BEN LAMAR GAY – ‘Open Arms To Open Us’ cover album“Open Arms to Open Us” è il nuovo disco di Ben LaMar Gay uscito su International Anthem il 19 novembre. Nel 2018 Gay diede alle stampe il suo primo lavoro, “Downtown Castles Can Never Block The Sun”, che raccoglieva il frutto di molti anni di produzioni e composizioni. Questo secondo album, invece, nasce in un periodo più circostanziato: quello della primavera 2020, con il mondo e l’artista alle prese con eventi enormi e inimmaginabili. Proprio da questa «caduta delle apparenze» (la definisce così LaMar Gay) muove la genesi del nuovo rilascio. ‘Le cose non vanno bene. Le cose non sono mai andate bene, almeno in questo breve periodo del pianeta dove l’uomo vende e uccide per poter possedere parti della terra’.

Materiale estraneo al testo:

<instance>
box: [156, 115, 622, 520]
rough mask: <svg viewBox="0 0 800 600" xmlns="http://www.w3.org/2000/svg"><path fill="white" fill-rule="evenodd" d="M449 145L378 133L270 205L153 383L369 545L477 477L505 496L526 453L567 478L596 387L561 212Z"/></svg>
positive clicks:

Il pensiero del futuro delle nuove generazioni, in particolare dei suoi nipoti, lo ha fatto riflettere su cosa poter lasciare loro in eredità. La risposta è stata: il ritmo. Così questo è un disco che contamina il jazz con un funk rallentato e orientaleggiante (“Aunt Lola and the Quail”) oppure con afflati etnico/slacker altezza Gonjasufi (“Hood Rich Happy”), mai perdendo di vista – appunto – il ritmo, assoluto protagonista anche quando entrano in scena Dorothée Munyaneza sul dulcimer di “Nyuzura” e Angel Bat Dawid in un episodio ancora più scarno e quasi root (“S’Phisticated Lady”), dove il tempo è scandito dal solo battito di mani.

Insieme a un notevole elenco di artisti di Chicago, tra cui Ayanna Woods, Tomeka Reid, Angel Bat Dawid, Gira Dahnee e il poeta A. Martinez, Gay rimane un poliglotta giramondo su “Open Arms to Open Us”. Ha così tanti riferimenti in gioco che è difficile nominarli tutti—comprendono la samba, i lamenti funebri di New Orleans, i canti dei passi scolastici e l’alfabeto Igbo, per a malapena scalfire la superficie—e tutti combaciano in modo esilarante con la sua fantasia dai contorni jazz e voce flessuosa. Il singolo principale e la traccia di apertura, “Sometimes I Forget How Summer Looks on You”, è una benedizione sognante ai giorni estivi che svaniscono, con sintetizzatori psichedelici e cori eterei (per gentile concessione di Ohmme) si snoda intorno a una progressione d’organo quasi devozionale.

È una delle cose più accattivanti che ho sentito in tutto l’anno, e più o meno dà il tono al resto dell’LP, che include meraviglie come il duro ma sensuale “Bang Melodically Bang” e il divinamente ciclico ” Nyuzura” (con la cantante britannico-ruandese Dorothée Munyaneza).

In soli 45 minuti, “Open Arms to Open Us” sembra finire troppo presto, ma termina anche bene. In “We Gon Win”, il nostro stabilisce un’infallibile melodia di bass-synth in loop, su cui scorre sulla cornetta in un quartetto con il trombonista Matthew Davis, il flautista Rob Frye e il batterista Tommaso Moretti. Nel momento in cui il titolo compare nel testo, a metà della canzone, la vittoria è stata assicurata da tempo. Il lavoro si conclude qui, ma il messaggio di Ben al futuro risuona: abbiamo vissuto, eccome!!!